To have sufficient fruit for eating fresh or cooking, class by class, in various curriculum areas.

To create a striking feature that enhances the character and reputation of the school.

To provide an after-school activity or otherwise to bring people together.

To make a contribution to the landscape or help attract wildlife.

 To make a wider contribution to diet by making fruit or fruit products more generally available in the school, at least for some days of the week or months of the year.

To provide an avenue for local business development and marketing, whether as part of the curriculum (for secondary school pupils) or to contribute to the school economy.
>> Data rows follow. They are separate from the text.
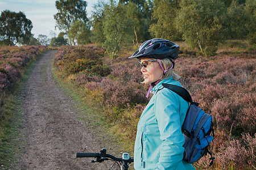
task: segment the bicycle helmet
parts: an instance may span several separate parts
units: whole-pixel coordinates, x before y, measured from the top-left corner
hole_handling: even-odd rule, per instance
[[[175,60],[178,57],[179,47],[179,45],[171,41],[162,39],[154,39],[144,42],[139,49],[130,57],[141,59],[142,58],[152,58],[156,59],[163,70],[162,78],[164,77],[165,73],[174,67],[175,62],[172,60]],[[164,70],[160,60],[168,58],[172,63],[172,66]],[[152,88],[158,84],[161,81],[161,79],[150,84],[150,87],[147,91],[146,97],[151,92]]]
[[[170,41],[162,39],[154,39],[144,42],[130,57],[140,59],[153,58],[156,59],[175,60],[178,57],[179,45]]]

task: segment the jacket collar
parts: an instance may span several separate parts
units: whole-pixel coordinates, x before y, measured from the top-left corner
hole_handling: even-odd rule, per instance
[[[174,79],[172,78],[172,76],[170,76],[169,79],[163,79],[163,80],[161,80],[159,83],[158,83],[158,84],[156,84],[155,87],[154,87],[152,88],[151,91],[156,91],[159,88],[162,87],[162,84],[163,84],[163,83],[170,84],[170,83],[171,83],[171,82],[172,82],[173,81],[174,81]]]

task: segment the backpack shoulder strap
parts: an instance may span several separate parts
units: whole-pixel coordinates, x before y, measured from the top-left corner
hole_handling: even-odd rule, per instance
[[[193,103],[193,100],[189,92],[185,88],[180,86],[167,83],[163,83],[162,85],[163,87],[171,90],[177,95],[181,97],[185,101],[189,102],[191,104]]]

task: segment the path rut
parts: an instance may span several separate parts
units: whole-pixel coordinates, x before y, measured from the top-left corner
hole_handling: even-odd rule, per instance
[[[75,158],[76,152],[98,152],[103,146],[78,118],[74,103],[64,94],[51,72],[56,51],[37,61],[21,92],[24,144],[22,169],[106,169]],[[84,150],[85,148],[85,150]]]

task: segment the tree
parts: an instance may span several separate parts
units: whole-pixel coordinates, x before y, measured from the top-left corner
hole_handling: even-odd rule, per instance
[[[137,7],[135,3],[133,2],[129,2],[127,7],[127,16],[130,19],[131,22],[133,26],[133,29],[134,33],[134,44],[136,44],[137,46],[139,44],[138,36],[142,35],[141,33],[142,29],[142,14],[139,8]],[[141,37],[140,39],[141,39]],[[134,41],[135,39],[135,41]],[[135,42],[134,42],[135,41]]]
[[[174,19],[180,10],[178,0],[155,0],[152,18],[155,23],[150,26],[151,36],[171,41],[181,40],[182,35],[175,27]]]
[[[79,20],[71,26],[68,38],[74,45],[88,44],[90,42],[90,29],[86,23]]]
[[[64,38],[65,35],[65,33],[60,32],[57,37],[52,37],[51,40],[51,45],[60,46],[61,45],[68,45],[67,40]]]
[[[117,5],[113,0],[105,6],[103,21],[104,33],[106,37],[104,46],[114,58],[120,49],[122,42],[131,41],[133,28],[126,18],[125,9],[121,4]]]
[[[243,5],[240,5],[236,1],[232,1],[227,9],[226,22],[224,27],[226,30],[226,38],[244,39],[248,35],[245,27],[246,16]]]
[[[247,0],[245,10],[246,15],[245,27],[249,31],[250,43],[256,47],[256,1]]]
[[[46,45],[49,44],[50,40],[48,39],[47,36],[40,34],[38,35],[38,41],[40,45]]]
[[[28,44],[32,37],[32,27],[31,21],[23,12],[3,11],[0,17],[0,41],[7,45],[18,42]]]
[[[39,41],[36,38],[32,37],[30,39],[28,45],[40,45]]]
[[[103,19],[104,18],[104,8],[106,3],[104,1],[98,1],[93,6],[90,25],[92,29],[92,41],[96,43],[104,43],[106,38],[103,32]]]
[[[73,24],[79,20],[88,23],[86,7],[87,2],[83,0],[56,1],[55,6],[58,12],[53,15],[56,26],[60,30],[68,33]],[[70,41],[71,44],[72,41]],[[74,44],[75,45],[75,44]]]
[[[198,48],[205,56],[213,55],[224,37],[224,3],[219,0],[183,0],[180,7],[175,23],[187,44]]]

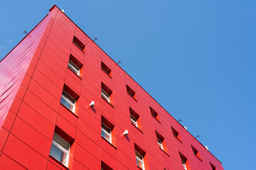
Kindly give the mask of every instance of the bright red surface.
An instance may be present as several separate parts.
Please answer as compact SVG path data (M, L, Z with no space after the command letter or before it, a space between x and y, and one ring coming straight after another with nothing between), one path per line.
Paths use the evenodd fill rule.
M73 43L74 35L85 45L85 52ZM83 64L81 77L68 68L70 53ZM112 77L102 70L101 62L112 69ZM112 106L101 97L101 82L112 91ZM75 115L60 104L64 84L80 96ZM127 84L137 101L127 94ZM217 170L223 169L56 6L0 62L0 88L1 169L66 169L49 157L55 125L74 139L70 169L100 169L101 161L113 169L139 169L134 143L146 153L149 169L183 169L179 152L191 169L211 170L209 162ZM93 109L88 107L92 101ZM149 106L158 113L159 121L152 117ZM139 115L143 132L131 123L129 107ZM101 137L101 115L114 125L114 147ZM182 142L173 135L171 126ZM122 135L125 130L127 137ZM156 130L164 137L169 156L159 149Z

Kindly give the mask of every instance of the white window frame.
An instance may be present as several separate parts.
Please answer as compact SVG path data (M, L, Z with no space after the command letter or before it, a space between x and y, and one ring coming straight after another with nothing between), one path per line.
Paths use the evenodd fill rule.
M110 95L102 89L102 97L103 97L108 103L110 103Z
M187 168L186 166L186 162L183 159L181 159L181 162L182 162L182 165L184 168L184 170L187 170Z
M76 74L78 74L79 76L80 68L73 62L72 62L70 60L70 59L68 61L68 67L70 68L74 73L75 73ZM75 67L77 67L77 68L75 68Z
M65 93L69 97L70 97L72 99L73 99L75 101L74 103L73 103L73 102L71 102L70 100L68 100L68 98L67 98L65 96L63 96L63 93ZM75 103L76 103L76 100L72 97L68 93L67 93L65 91L63 90L63 94L61 94L61 98L63 98L65 101L67 101L68 103L70 103L70 105L73 106L73 109L70 110L70 108L68 108L70 110L71 110L73 113L74 113L75 111ZM64 103L63 103L64 105ZM65 105L64 105L65 106ZM68 107L67 107L68 108Z
M107 132L107 131L102 128L102 125L104 125L107 129L110 130L110 133L109 133L108 132ZM106 140L107 140L108 142L110 142L110 143L112 143L112 137L111 137L111 132L112 132L112 130L111 130L111 129L110 129L107 125L106 125L105 124L104 124L103 123L102 123L102 127L101 127L101 128L102 128L102 132L103 131L104 133L105 133L107 135L108 135L108 136L110 137L110 140L108 140L107 139L106 139L106 138L105 138L105 137L103 137L102 135L102 136Z
M132 119L132 118L135 119L136 121L135 121L134 119ZM134 116L133 116L132 114L131 114L131 122L132 122L132 123L132 123L132 124L133 124L134 125L135 125L137 128L138 128L137 119ZM135 125L134 125L134 124L135 124Z
M57 143L56 142L55 142L53 139L53 142L52 144L53 144L55 147L57 147L58 149L60 149L62 152L65 152L67 156L66 156L66 160L65 164L63 164L63 165L65 165L66 167L68 167L68 161L69 161L69 156L70 156L70 144L68 143L67 141L65 141L63 138L62 138L61 137L60 137L57 133L54 133L53 135L57 135L59 137L60 137L61 140L63 140L65 142L66 142L67 144L68 144L69 147L68 147L68 150L66 150L65 148L63 148L60 144L59 144L58 143ZM62 162L60 162L62 164Z
M142 157L142 159L141 159L139 157L137 157L137 154L140 155L140 156ZM136 162L137 165L139 166L139 164L138 164L137 162L141 162L142 164L142 167L140 167L140 168L142 168L143 170L144 170L145 169L144 169L144 160L143 160L143 155L141 154L140 154L139 152L137 152L137 150L135 150L135 156L136 156L136 160L137 160L137 162Z
M157 139L157 143L158 143L158 144L159 145L159 147L160 147L162 150L164 150L163 142L162 142L159 138L158 138L158 137L156 137L156 139Z

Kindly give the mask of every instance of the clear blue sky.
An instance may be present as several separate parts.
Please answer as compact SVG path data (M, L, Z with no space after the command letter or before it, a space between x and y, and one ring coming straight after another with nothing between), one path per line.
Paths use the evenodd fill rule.
M1 59L55 4L225 170L254 169L256 1L2 1Z

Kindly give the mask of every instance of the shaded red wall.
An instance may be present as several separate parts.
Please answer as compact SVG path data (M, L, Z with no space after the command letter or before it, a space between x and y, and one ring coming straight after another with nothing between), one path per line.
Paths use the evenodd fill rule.
M11 88L18 89L18 93L1 102L5 105L7 106L1 112L1 118L6 113L11 115L9 121L1 119L0 135L5 137L0 141L1 168L65 169L49 157L58 126L75 140L70 169L100 169L101 161L114 169L139 169L134 143L146 153L149 169L183 169L179 152L188 159L191 169L211 170L209 162L218 170L223 169L216 158L56 6L41 23L30 33L31 38L26 37L0 63L11 63L6 66L9 72L1 69L6 82L1 84L1 91L17 80L20 82ZM34 42L31 46L36 52L28 55L19 71L14 72L18 67L14 61L22 57L21 50L24 50L21 44L28 47L32 35L40 40L38 45ZM85 52L73 43L74 36L85 45ZM70 54L83 64L81 77L68 69ZM102 62L112 69L112 77L101 69ZM102 82L112 91L112 106L101 97ZM77 115L60 103L64 84L80 96ZM127 93L127 84L136 92L136 100ZM93 110L88 107L92 101L95 102ZM158 113L159 121L152 117L149 106ZM142 131L132 125L129 107L139 115ZM114 146L101 137L102 115L114 125ZM179 132L182 142L173 135L171 127ZM122 135L125 130L127 137ZM164 137L167 154L159 149L156 131ZM194 155L191 144L198 149L201 160Z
The school orchard design process

The most basic questions of design may seem obvious but actually aren’t. For example, ‘how many trees?’ depends to some extent on the site and on how the trees are to be managed. The answers to ‘How many varieties?’ and ‘What varieties?’ depend on the objects of management, and so on. The resources of Rootle will help.

 Conclusion

Fruit trees, like all trees, can live for many years, and a successful school orchard design is one that will sustain itself over that kind of period of time. For this, some staff at the school, preferably including the grounds staff, should have an active interest in the design, establishment and maintenance of the orchard, as well as in the educational and other pupil-centred aspects of the project.

A school orchard can have several functions. Of these, the production of substantial quantities of good-to-eat fruit is relatively challenging, requiring good organization at times through the year, various resources including labour and facilities for storage, not to mention the establishment of the orchard itself. If achieved, however, it is immensely gratifying.